Le 4 juin 2016, les salariés du secteur de la santé manifestent pour la défense de leur convention collective à l'appel de l'OGBL, rejoint par le LCGB. (Photo : Hervé Montaigu)

Pour les syndicats à représentativité nationale comme l’OGBL et le LCGB, conclure une convention collective du travail dans les entreprises est un enjeu majeur, car elle améliore le sort des salariés et leur montre tout l’intérêt d’être syndiqué. Pourtant, le nombre de salariés couverts par une convention collective stagne autour des 50 % depuis des années. Pour aller au-delà, il faudra conclure des conventions de branche et donner plus de poids aux syndicats.

L’érosion est lente, mais certaine : au fil des ans, le nombre de salariés couverts par une convention collective du travail (CCT) baisse. De 57 % de salariés couverts en 2006, ce taux est passé à 55 % en 2010, puis descendu à 53 % en 2014, selon les derniers chiffres en possession du Statec.

«On ne ressent pas vraiment la baisse», juge pourtant Robert Fornieri, secrétaire général adjoint du LCGB, le syndicat chrétien au sein duquel il est notamment en charge des CCT. Il reconnaît cependant que leur nombre augmente désormais difficilement. Responsables politiques et syndicaux font le même constat depuis des années : seule la moitié des salariés bénéficient de la couverture d’une CCT. «Ce seuil de 50 % semble difficile à dépasser», confirme un fonctionnaire au ministère du Travail.

Pour les salariés, l’intérêt de se doter d’une CCT est manifeste. Signée entre l’employeur et un syndicat représentatif, la convention ouvre sur de meilleures conditions de travail, permet de négocier des primes ou des congés supplémentaires.

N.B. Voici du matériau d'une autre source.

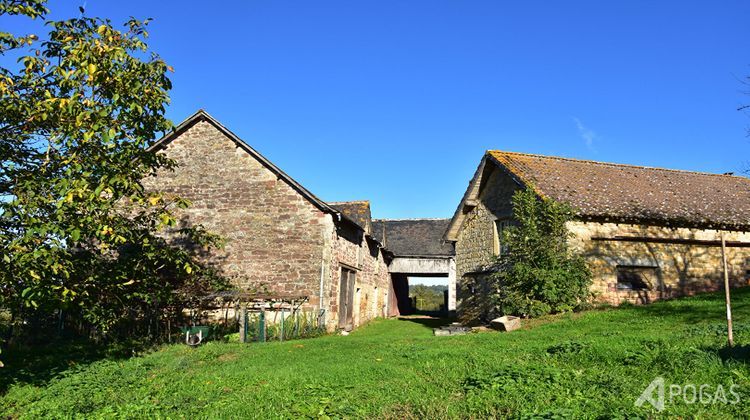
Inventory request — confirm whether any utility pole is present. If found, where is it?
[721,232,734,347]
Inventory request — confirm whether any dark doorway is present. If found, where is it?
[388,274,414,316]
[339,267,356,331]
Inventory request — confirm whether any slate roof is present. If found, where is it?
[372,219,456,257]
[328,200,372,234]
[148,109,359,233]
[487,150,750,229]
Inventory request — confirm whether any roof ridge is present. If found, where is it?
[372,217,450,222]
[487,149,750,180]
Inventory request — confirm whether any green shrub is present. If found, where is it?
[492,188,591,317]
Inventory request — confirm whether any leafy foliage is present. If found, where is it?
[0,0,229,344]
[492,189,591,317]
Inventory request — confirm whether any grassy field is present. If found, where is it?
[0,289,750,418]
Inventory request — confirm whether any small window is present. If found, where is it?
[493,219,510,255]
[617,265,657,290]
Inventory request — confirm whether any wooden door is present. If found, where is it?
[339,268,355,331]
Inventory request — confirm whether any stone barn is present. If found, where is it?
[144,110,392,330]
[372,219,456,316]
[445,151,750,318]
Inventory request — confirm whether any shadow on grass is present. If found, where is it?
[398,315,453,329]
[718,346,750,363]
[0,339,145,395]
[620,287,750,324]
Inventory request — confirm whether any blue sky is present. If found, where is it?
[5,0,750,218]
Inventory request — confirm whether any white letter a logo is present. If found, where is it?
[635,376,664,411]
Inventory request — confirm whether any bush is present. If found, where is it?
[492,189,591,317]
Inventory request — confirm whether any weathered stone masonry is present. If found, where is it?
[446,151,750,321]
[144,111,390,329]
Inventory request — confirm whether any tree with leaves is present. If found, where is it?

Surtout, elle garantit des revenus plus élevés à la majorité des salariés. Particulièrement pour les moins bien formés. «Chez les cols bleus non qualifiés, le salaire moyen des salariés conventionnés dépasse celui des salariés non conventionnés de 16 %», analyse le Statec dans une étude publiée en 2017. À l’inverse, notent les statisticiens, «pour les cols blancs qualifiés, les salariés non conventionnés gagnent en moyenne plus que les salariés conventionnés».

Un plus par rapport au code du travail

Le gouvernement reconnaît l’importance du dispositif et lui dédie un rôle central dans les politiques de l’emploi et la mutation digitale de l’économie : «Les réformes doivent être entreprises dans le cadre d’un dialogue social rénové et renforcé au niveau des entreprises, entre autres à travers la promotion des conventions collectives», est-il écrit dans l’accord de coalition présenté en décembre.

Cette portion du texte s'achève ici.